毎月、月末近くに積み立て日を設定している人は12月の分が翌年に回されて、その分NISAの枠が余ってしまうこともありますので要注意です。あまり意味はないかもですが、せっかちな人は逆に年末に投資すると早めに翌年度分の投資を始めることもできます。
SBI資産設計オープン(資産成長型)成績
「SBI資産設計オープン(資産成長型)」は現時点(2016年9月20日)での基準価額から見ると、2014年は好調で、2015年、2016年は残念な成績でした。
通算では微マイナスと相場に逆風が吹く中では健闘しているといえるのではないでしょうか。
2014年に1万口当たり20円の分配金を出していますが、表中の基準価額には含まれていません。
SMT グローバル株式インデックス・オープン成績
「SMT グローバル株式インデックス・オープン」(日本を除く先進国株式)は現時点(2016年9月20日)での基準価額から見ると、2014年の損益だけが黒字で、2015年、2016年と続けて損益率が2桁の赤字になっています。
2016年度から投資枠が120万円に増額されているため、損益率での赤字幅は縮小していますが損益額では逆に大きくなっています。
通算では赤字額が20万円を超えています。
2014年に1万口当たり20円の分配金を2回出していますが、表中の基準価額には含まれていません。
SMT グローバルREITインデックス・オープン成績
「SMT グローバルREITインデックス・オープン」(日本を除く先進国株式)は現時点(2016年9月20日)での基準価額から見ると、2014年度が大幅な黒字で、2015年、2016年と続けて赤字にはなっています。
「SMT グローバル株式インデックス・オープン」より下落幅は小さく通算でも黒字を維持しています。
2014年はアメリカが3度目のQE(量的金融緩和)を10月で終了する一方、ユーロ圏の欧州はQEを開始し、日本はQEを拡大した年でもあります。
2014年に1万口当たり40円の分配金を出していますが、表中の基準価額には含まれていません。

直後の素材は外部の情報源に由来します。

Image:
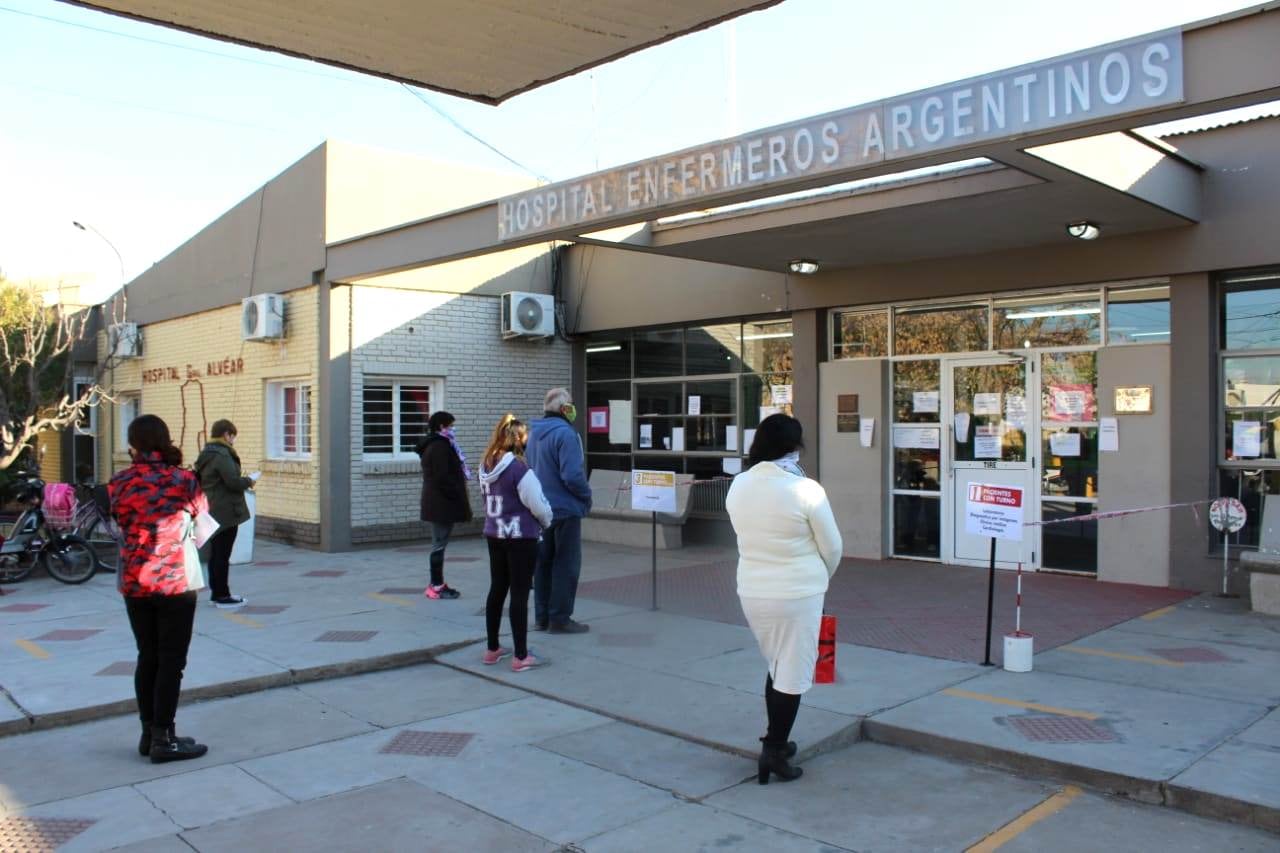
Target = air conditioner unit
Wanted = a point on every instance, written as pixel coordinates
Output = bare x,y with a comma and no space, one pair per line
528,315
263,318
123,341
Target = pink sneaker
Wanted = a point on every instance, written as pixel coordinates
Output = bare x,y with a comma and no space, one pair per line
528,662
494,656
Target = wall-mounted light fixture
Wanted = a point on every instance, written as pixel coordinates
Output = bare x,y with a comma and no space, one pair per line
1083,229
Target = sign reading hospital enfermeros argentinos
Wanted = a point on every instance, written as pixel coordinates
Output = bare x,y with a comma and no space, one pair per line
1121,78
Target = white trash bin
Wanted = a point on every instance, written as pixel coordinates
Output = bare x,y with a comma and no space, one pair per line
1018,652
243,550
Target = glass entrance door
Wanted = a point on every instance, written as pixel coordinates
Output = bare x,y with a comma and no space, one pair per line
990,422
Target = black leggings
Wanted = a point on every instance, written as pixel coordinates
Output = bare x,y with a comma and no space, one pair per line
511,568
161,626
782,710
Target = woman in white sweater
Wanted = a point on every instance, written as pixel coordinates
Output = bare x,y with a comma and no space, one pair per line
787,550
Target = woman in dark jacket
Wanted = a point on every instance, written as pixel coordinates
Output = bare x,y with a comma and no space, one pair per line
444,495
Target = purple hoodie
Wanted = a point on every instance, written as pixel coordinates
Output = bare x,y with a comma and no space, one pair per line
513,502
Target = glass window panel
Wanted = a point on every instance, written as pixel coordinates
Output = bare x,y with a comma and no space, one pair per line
860,334
917,525
917,382
1251,315
942,329
608,357
713,349
1138,315
1070,461
1069,386
659,354
1063,322
767,346
1072,546
1252,398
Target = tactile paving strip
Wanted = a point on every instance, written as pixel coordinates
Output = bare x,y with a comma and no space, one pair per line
446,744
346,637
39,834
1060,730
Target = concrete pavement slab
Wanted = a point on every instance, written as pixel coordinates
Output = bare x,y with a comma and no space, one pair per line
1138,738
653,758
396,816
1202,667
872,798
1237,780
694,826
397,697
867,679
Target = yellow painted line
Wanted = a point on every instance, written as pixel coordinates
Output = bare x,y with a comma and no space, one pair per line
391,600
1027,820
240,620
35,651
1120,656
1016,703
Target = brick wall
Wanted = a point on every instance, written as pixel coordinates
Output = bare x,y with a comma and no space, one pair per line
414,334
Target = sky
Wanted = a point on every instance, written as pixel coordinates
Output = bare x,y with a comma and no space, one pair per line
146,135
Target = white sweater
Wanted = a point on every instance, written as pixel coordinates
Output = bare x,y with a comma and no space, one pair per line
787,541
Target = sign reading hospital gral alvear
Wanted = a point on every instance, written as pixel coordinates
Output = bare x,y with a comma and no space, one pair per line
1116,80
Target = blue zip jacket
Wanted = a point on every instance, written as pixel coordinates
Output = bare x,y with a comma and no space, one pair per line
554,452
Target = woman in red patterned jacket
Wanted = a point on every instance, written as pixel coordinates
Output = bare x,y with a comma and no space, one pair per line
152,500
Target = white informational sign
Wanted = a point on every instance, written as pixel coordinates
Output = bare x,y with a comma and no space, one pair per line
1069,404
924,401
620,422
1247,438
1226,515
917,437
653,491
1064,443
1109,436
986,404
993,511
987,442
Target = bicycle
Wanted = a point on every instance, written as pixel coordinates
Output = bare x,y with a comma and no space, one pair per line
35,539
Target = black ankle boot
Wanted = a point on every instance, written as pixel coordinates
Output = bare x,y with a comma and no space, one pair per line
773,760
145,740
168,747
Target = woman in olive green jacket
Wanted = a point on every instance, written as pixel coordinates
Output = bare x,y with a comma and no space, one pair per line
218,466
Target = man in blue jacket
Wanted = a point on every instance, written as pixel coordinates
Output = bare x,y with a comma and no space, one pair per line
556,455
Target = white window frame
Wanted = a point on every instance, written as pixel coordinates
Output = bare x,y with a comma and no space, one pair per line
437,389
275,389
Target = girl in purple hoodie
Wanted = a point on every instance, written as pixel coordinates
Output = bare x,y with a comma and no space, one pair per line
516,511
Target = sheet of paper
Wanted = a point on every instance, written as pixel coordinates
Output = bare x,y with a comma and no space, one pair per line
924,401
620,422
1247,438
1064,443
986,404
986,442
1109,436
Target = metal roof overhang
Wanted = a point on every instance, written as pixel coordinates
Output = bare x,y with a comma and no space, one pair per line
485,50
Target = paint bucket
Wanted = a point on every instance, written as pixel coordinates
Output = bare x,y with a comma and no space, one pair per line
1018,652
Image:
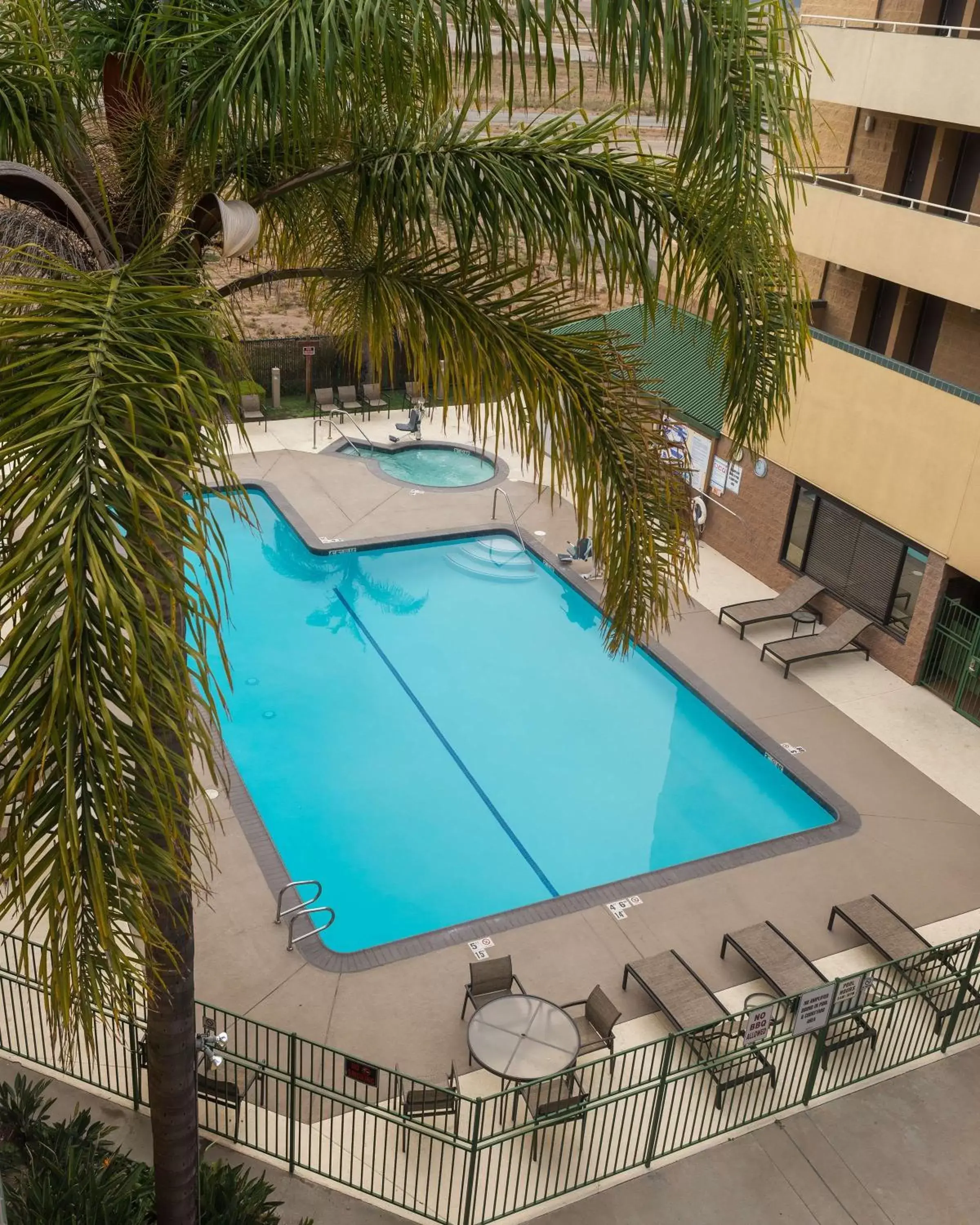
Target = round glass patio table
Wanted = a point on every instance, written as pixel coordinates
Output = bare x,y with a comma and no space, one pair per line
522,1038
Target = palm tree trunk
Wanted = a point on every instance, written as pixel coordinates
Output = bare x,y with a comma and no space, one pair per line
172,1059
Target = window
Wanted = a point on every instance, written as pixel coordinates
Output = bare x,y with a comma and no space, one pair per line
860,561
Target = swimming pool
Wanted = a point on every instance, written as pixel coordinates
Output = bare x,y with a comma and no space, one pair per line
437,733
435,467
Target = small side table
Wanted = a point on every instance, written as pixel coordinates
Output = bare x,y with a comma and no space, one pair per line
804,617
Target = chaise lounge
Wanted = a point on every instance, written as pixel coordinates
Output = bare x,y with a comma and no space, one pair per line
786,604
789,972
836,640
898,941
689,1004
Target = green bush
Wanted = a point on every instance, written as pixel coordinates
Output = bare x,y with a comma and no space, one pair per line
73,1174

SBI資産設計オープン(資産成長型)は成績は健闘もコストが課題
新興国を含まず国内資産への配分が大きめなど、「SBI資産設計オープン(資産成長型)」の資産配分は「世界経済インデックスファンド」より保守的です。REITへの分散投資の効果もあって株式相場が荒れ模様の中、「SMT グローバル株式インデックス・オープン」より落ち込みが少なくてすみました。
バランスファンドの面目躍如といったところでしょうか。
「SBI資産設計オープン(資産成長型)」は老舗のバランスファンドで地味ですが、国内外の株式インデックスファンドや「世界経済インデックスファンド」(海外資産の比率が約90%)ほど変動リスクを取りたくない方には悪くないファンドだと思います。
できれば投信マイレージによるポイント還元(SBI証券)だけでなく、最近の低コストファンドに比べ高めの運用管理費用(年率0.7344%)を値下げしてほしいところですが。